Give them the old saw that “Insanity is repeating the same mistakes and expecting different results.” Tell them this is exactly what we’re doing in our school system. Common Core, value-added measures, school vouchers, charter schools – it’s all the same failed educational scheme that just doesn’t work.

They may want proof. Turn their attention to International PISA scores. (They’ll love that! Data! Drooool!)

We know that students from wealthy districts earn some of the best test scores in the world. It’s the kids entrenched in poverty that don’t do so well. AND (This will probably be news to your corporate education reformer interlocutor) a majority of all public school students in one third of America’s states now come from low-income families.

Social science research over the last several decades has shown that two thirds of student achievement is a product of out-of-school factors — and among the most powerful of those is economic status. That’s not exactly shocking: Kids exposed to destitution and all that comes with it have enough trouble just surviving, much less succeeding in school.

Then you can turn to real reform tactics – things that might actually help kids learn!
Things like increasing public money to fund extra tutoring, child care, basic health programs and other wraparound services at low-income schools.

Talk about equity (They’ll love that! They try to sell their snake oil as a cure for our Civil Rights abuses. Hit them with a real one!) Tell them high-poverty schools must finally receive the same amount of funding as schools in wealthy neighborhoods. Tell them we actually should do like the rest of those high achieving PISA nations and give high-poverty districts MORE funds than rich districts because combating poverty is expensive.

Tell them we need to help impoverished students’ parents – we need to expand the social safety net, raise the minimum wage, provide funding for daycare, single-payer healthcare, introduce a real jobs bill to get people back to work.

And if they shy away from poverty (Because they will! They don’t really want to solve society’s ills!) tell them how we need to change the antiquated school system, itself.

Yes, antiquated. Our public schools are still organized as if they were preparing kids to work in a factory. The industrial revolution has been over for some time now. Those mill jobs mostly have been shipped overseas and they aren’t coming back. Our schools need to educate kids for the jobs of the future – science and technology jobs, for instance.

How do you do that? You do exactly the opposite of what the corporate education reformers propose. When they say “standardize,” we should say “individualize.” It’s a head scratcher in the teaching profession these days that educators are told to individualize their lessons but standardize their tests.
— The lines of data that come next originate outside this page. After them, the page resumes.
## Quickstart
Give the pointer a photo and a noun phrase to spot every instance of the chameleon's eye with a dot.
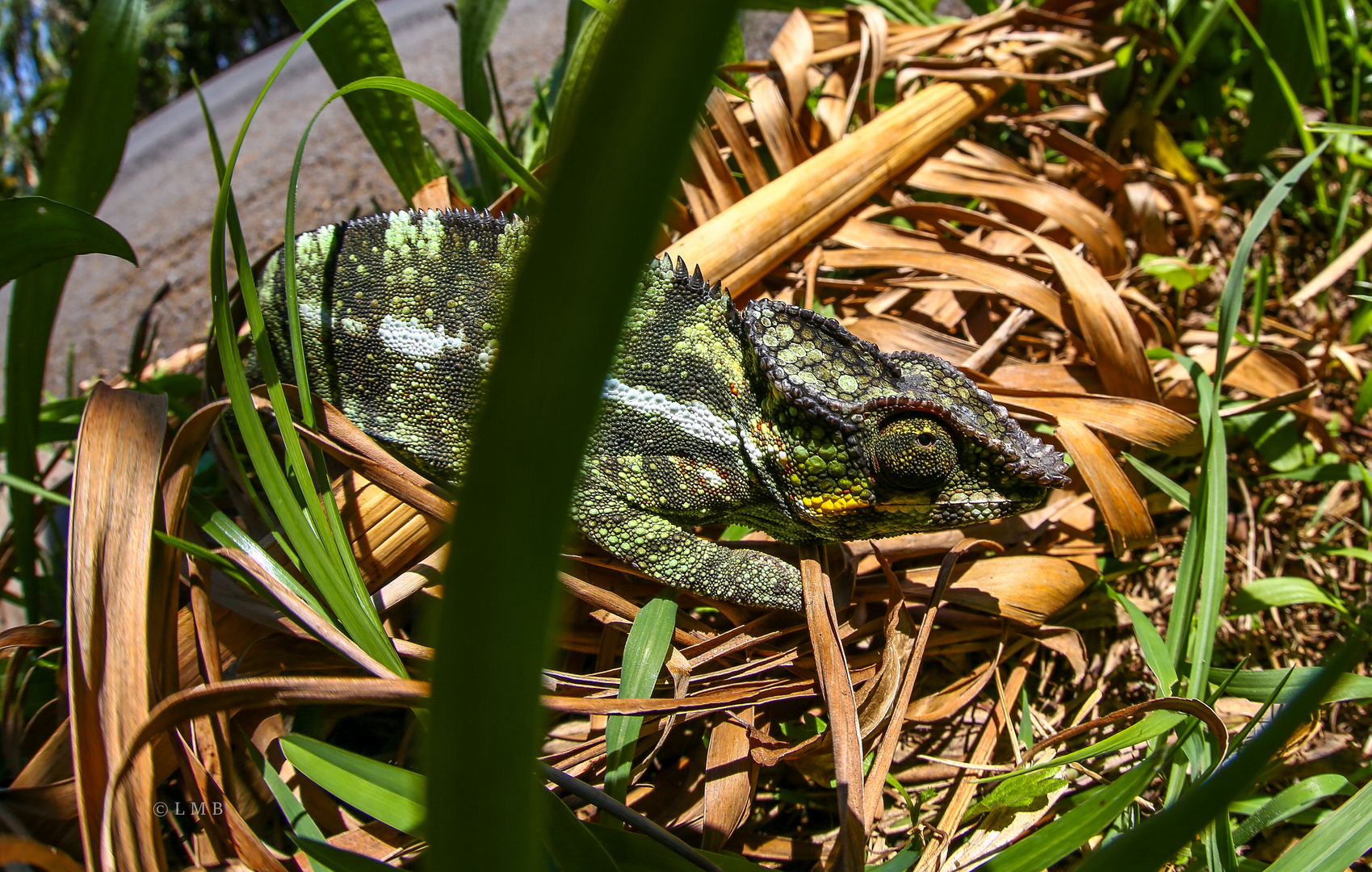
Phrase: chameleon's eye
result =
(914, 453)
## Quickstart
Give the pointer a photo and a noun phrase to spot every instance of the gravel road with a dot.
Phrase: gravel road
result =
(164, 196)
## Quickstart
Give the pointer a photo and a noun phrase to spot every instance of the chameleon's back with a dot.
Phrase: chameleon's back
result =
(402, 310)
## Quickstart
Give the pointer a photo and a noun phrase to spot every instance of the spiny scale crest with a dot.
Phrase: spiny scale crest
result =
(774, 417)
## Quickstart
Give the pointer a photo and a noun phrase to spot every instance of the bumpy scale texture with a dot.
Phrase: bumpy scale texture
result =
(773, 417)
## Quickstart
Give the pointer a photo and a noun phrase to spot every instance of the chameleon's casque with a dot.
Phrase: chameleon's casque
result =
(773, 417)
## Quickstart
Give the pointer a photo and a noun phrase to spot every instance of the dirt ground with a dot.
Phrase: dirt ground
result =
(164, 196)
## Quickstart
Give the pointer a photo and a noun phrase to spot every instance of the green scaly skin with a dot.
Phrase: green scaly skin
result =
(773, 417)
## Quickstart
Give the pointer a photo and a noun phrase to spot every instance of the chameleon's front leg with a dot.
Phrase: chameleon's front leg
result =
(681, 558)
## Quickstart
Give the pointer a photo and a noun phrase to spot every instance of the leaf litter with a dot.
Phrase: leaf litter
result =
(925, 663)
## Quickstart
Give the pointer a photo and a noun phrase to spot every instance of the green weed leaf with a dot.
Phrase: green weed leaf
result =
(35, 231)
(387, 793)
(1282, 591)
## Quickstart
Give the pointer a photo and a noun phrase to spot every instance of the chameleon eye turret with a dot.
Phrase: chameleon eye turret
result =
(914, 453)
(773, 416)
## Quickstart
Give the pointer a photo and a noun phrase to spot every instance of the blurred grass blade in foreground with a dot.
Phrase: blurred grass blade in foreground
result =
(35, 231)
(592, 243)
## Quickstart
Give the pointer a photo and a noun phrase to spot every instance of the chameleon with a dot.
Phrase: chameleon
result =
(770, 416)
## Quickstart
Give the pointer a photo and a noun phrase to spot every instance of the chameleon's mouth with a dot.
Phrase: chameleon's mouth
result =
(922, 504)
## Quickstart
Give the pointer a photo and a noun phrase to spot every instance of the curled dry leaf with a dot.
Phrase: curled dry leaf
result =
(1124, 512)
(749, 239)
(1138, 421)
(1077, 214)
(120, 628)
(730, 779)
(18, 849)
(844, 731)
(778, 128)
(792, 51)
(1026, 587)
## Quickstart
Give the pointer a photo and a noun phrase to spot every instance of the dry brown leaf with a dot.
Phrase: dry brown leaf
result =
(1057, 377)
(1091, 158)
(900, 335)
(117, 644)
(792, 49)
(1138, 421)
(832, 109)
(737, 140)
(1024, 587)
(1110, 332)
(965, 783)
(724, 188)
(993, 277)
(837, 691)
(730, 779)
(18, 849)
(751, 237)
(1077, 214)
(873, 33)
(1121, 508)
(774, 122)
(44, 635)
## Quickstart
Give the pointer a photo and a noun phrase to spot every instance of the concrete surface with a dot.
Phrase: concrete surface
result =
(164, 196)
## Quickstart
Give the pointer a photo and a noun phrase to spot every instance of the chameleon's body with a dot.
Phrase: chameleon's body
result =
(771, 417)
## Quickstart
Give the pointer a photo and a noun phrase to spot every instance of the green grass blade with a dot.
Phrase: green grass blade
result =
(35, 231)
(569, 842)
(1164, 483)
(302, 824)
(387, 793)
(228, 534)
(78, 168)
(357, 44)
(476, 25)
(1209, 528)
(339, 860)
(482, 139)
(1150, 642)
(292, 497)
(1257, 685)
(645, 650)
(1282, 591)
(1156, 841)
(27, 487)
(569, 302)
(1336, 842)
(634, 852)
(577, 74)
(1051, 844)
(1289, 803)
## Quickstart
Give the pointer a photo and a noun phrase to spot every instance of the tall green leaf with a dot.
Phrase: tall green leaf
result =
(1051, 844)
(84, 154)
(476, 23)
(387, 793)
(357, 44)
(1156, 841)
(644, 654)
(569, 306)
(1336, 842)
(1209, 528)
(35, 231)
(310, 530)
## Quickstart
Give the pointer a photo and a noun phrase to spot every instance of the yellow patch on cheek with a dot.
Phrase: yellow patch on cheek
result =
(832, 506)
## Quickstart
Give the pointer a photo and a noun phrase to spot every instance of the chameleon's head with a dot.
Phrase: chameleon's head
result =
(875, 445)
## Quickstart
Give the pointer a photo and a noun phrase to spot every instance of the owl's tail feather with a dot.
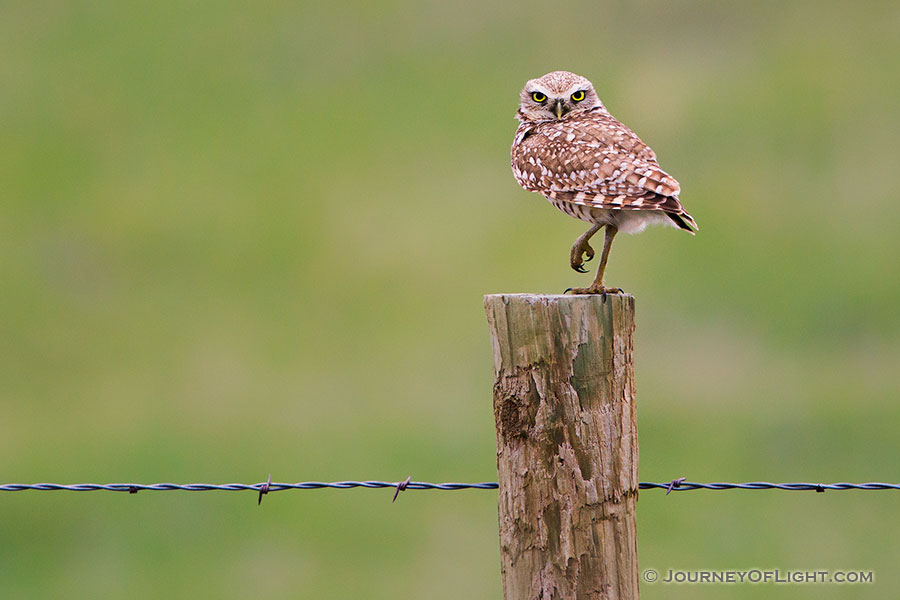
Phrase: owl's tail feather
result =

We can change the paradigm by allowing students to have more of a say in their own educations as they get older. For instance, instead of arbitrarily forcing teachers to make their students read a certain percentage of nonfiction texts (i.e. Common Core), let the students pick a certain percentage of the texts they read based on… gulp… personal interest.

Let children follow their hearts. Teach them to be media savvy and computer literate, but don’t give them any answers. Help them find the answers.

That’s what a 21st Century education should look like, not children sitting all in a row filling in bubbles on a standardized test.

I offer this bit of advice not because I think we’ll convince the reformers. Let’s face it. They’re in the pockets of the rich and powerful who are making billions off of the poison these shills are selling. However, if we challenge this basic assumption, if we change the narrative, we may begin to convince the voting pubic.

To be fair, I think this has already begun. The tolerance for these top-down reform methods has started to wane. If we can shut down their schemes before they’ve even begun, we may have a chance of increasing erosion to their policies acceptance.

And then the crisis in education may actually find a solution.